Que répond-on à un enfant qui pose la question : « Est-ce que ma famille peut être touchée ? »

Il faut lui dire : « Non, je suis là pour te protéger, et personne ne nous fera de mal. » Quand on est adulte, on a le droit d’avoir des craintes, c’est normal. Mais nous n’avons pas à transmettre nos craintes à nos enfants. Surtout que, souvent, ces craintes sont irrationnelles. Il faut savoir quelle est la part de risque à prendre. Et le risque d’être optimiste est certainement moins dangereux pour l’enfant que le risque d’être pessimiste.

Peut-on regarder les actualités à la télévision, le soir, avec ses enfants ?

Je pense que le moment est venu pour les parents d’éteindre la télévision et de parler vraiment. Comme pour la minute de silence, faisons quelques jours de silence télévisuel.

Et la radio ?

La radio est plus intimiste, on peut écouter la radio en pensant. Je crois que la radio est moins menaçante que l’aspect hypnotique de la télévision. Les images peuvent hanter les enfants.

En tant que clinicien, vous voyez souvent des enfants choqués par l’actualité ?

J’ai vu des parents qui m’ont amené leurs enfants car ils n’avaient pas dormi. Les enfants avaient peur de méchants qui viennent avec des fusils chez eux. Mais ça fait partie des phobies de l’enfance, de croire ça. On pense toujours qu’il y a un méchant qui se cache de l’autre côté de la porte. Ça fait partie du développement normal de l’enfant. J’ai beaucoup rassuré ces parents en disant que les évènements avaient un peu accentué une dimension de peur naturelle chez l’enfant.

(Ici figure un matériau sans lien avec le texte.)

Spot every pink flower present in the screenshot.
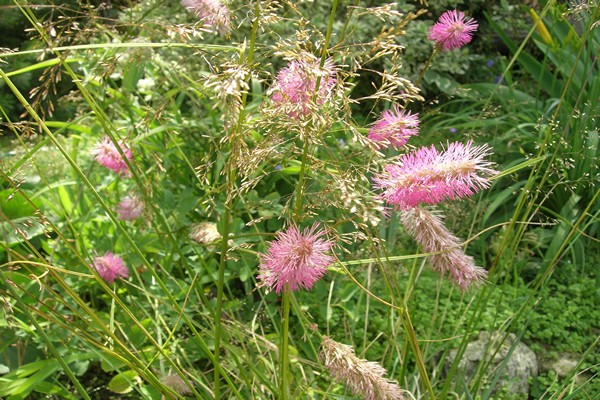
[117,195,144,221]
[400,207,487,290]
[181,0,231,36]
[373,141,496,209]
[369,104,419,148]
[428,10,478,50]
[271,53,336,118]
[91,136,133,175]
[94,252,129,284]
[258,223,333,293]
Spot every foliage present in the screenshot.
[0,0,600,400]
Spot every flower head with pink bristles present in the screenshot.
[258,223,334,293]
[91,136,133,176]
[428,10,479,50]
[270,53,337,118]
[94,251,129,284]
[181,0,231,36]
[373,141,496,209]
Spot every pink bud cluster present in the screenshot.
[94,252,129,284]
[373,141,496,209]
[181,0,231,36]
[91,136,133,176]
[270,53,337,118]
[258,224,333,293]
[428,10,478,50]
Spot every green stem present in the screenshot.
[415,46,438,87]
[279,0,339,400]
[213,1,260,399]
[0,269,91,400]
[279,286,292,400]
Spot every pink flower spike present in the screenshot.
[258,223,334,293]
[427,10,479,50]
[181,0,231,36]
[270,53,336,118]
[369,104,419,149]
[117,195,144,221]
[91,136,133,176]
[94,252,129,284]
[373,141,497,209]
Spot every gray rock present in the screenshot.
[444,331,538,399]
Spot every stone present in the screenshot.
[444,331,538,399]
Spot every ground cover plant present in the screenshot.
[0,0,600,399]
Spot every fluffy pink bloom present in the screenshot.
[181,0,231,36]
[91,136,133,175]
[400,207,487,290]
[94,252,129,284]
[271,53,336,118]
[117,195,144,221]
[258,224,333,293]
[428,10,478,50]
[373,141,496,209]
[369,104,419,148]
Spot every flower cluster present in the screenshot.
[181,0,231,36]
[91,136,133,175]
[94,252,129,284]
[117,195,144,221]
[373,141,496,209]
[258,223,333,293]
[400,207,487,290]
[320,336,405,400]
[369,104,419,148]
[270,53,337,118]
[428,10,478,50]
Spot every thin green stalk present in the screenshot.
[279,286,292,400]
[213,1,261,399]
[279,0,339,400]
[0,268,91,400]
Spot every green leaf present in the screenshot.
[108,371,140,394]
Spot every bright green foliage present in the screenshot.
[0,0,600,400]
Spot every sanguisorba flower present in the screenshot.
[320,336,406,400]
[91,136,133,175]
[258,223,334,293]
[369,104,419,148]
[400,207,487,290]
[373,141,496,209]
[270,53,337,118]
[94,251,129,284]
[181,0,231,36]
[117,195,144,221]
[428,10,478,50]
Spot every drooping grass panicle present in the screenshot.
[400,207,487,290]
[320,336,406,400]
[369,104,419,149]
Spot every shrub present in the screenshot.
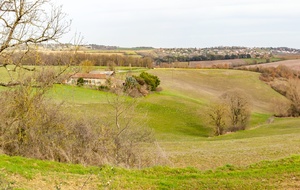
[140,72,160,91]
[77,77,84,86]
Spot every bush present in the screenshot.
[140,72,160,91]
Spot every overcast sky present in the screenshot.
[55,0,300,49]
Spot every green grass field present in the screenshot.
[0,69,300,189]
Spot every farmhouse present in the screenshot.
[66,73,108,86]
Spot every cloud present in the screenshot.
[56,0,300,47]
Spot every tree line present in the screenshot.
[154,54,251,63]
[0,51,153,68]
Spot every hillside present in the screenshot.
[1,69,300,189]
[44,69,300,169]
[0,155,300,190]
[246,59,300,71]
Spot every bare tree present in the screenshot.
[286,79,300,117]
[207,103,227,136]
[221,90,250,131]
[0,0,70,86]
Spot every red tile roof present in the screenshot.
[71,73,106,79]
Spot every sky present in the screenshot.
[53,0,300,49]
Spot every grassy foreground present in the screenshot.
[0,155,300,189]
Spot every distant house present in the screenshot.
[89,70,115,77]
[66,73,108,86]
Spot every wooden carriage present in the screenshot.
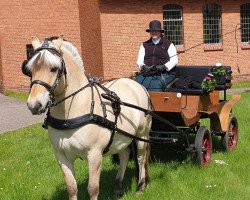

Ces attentats ont touché toutes les notions de plaisir de l’enfant : aller à une manifestation sportive avec ses parents ; aller écouter de la musique ; aller au restaurant, manger dehors, être festif, ça renvoie aux enfants tués dans l’école à Toulouse et au meurtre des dessinateurs qui sont les vedettes des enfants. On ne peut pas dire que les enfants ne sont pas au courant. Les enfants participent avec le reste de la nation à l’émotion, à l’effroi, à la peine. Ils sont avec nous et non pas en dehors de nous. Il faut donc les accompagner en tant que parents responsables.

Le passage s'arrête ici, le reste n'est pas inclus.